A Family of Strangers, Deborah Tall
In her third book of nonfiction, Deborah Tall explores the genealogy of the missing. Haunted by her orphaned father’s abandonment by his extended family, his secretive, walled-off trauma and absent history, she sets off in pursuit of the family he claims not to have. From the dutiful happiness of Levittown in the 1950s to a stricken former shtetl in Ukraine, we follow Tall’s journey through evasions and lies. Reflecting on family secrecy, postwar American culture, and the urge for roots, Tall’s search uncovers not just a missing family but an understanding of the part family and history play in identity. A Family of Strangers is Tall’s life’s work, told in such exacting, elegant language that the suppressed past vividly asserts its place in the present.

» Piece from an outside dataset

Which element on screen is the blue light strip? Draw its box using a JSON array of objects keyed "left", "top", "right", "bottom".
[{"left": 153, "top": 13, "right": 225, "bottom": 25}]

Deborah Tall was the author of four books of poems, including Summons, selected by Charles Simic for Sarabande's Kathryn A. Morton Poetry Prize. She also published two books of nonfiction: The Island of the White Cow: Memories of an Irish Island and From Where We Stand: Recovering a Sense of Place, and co-edited the anthology The Poet's Notebook with Stephen Kuusisto and David Weiss. Tall taught writing and literature at Hobart and William Smith Colleges and edited its literary journal, Seneca Review, for thirty years. She coined the term "lyric essay" with her student John D'Agata in a 1997 issue. She died in 2006, shortly after the publication of A Family of Strangers.
PRAISE FOR A FAMILY OF STRANGERS:
“Without self-absorption, Tall traces the self’s emergence in a place which she recognized from the start as her testing place.”
“In the literature of place, Deborah Tall’s book stands out for its delicacy, range of learning, and refreshing frankness.”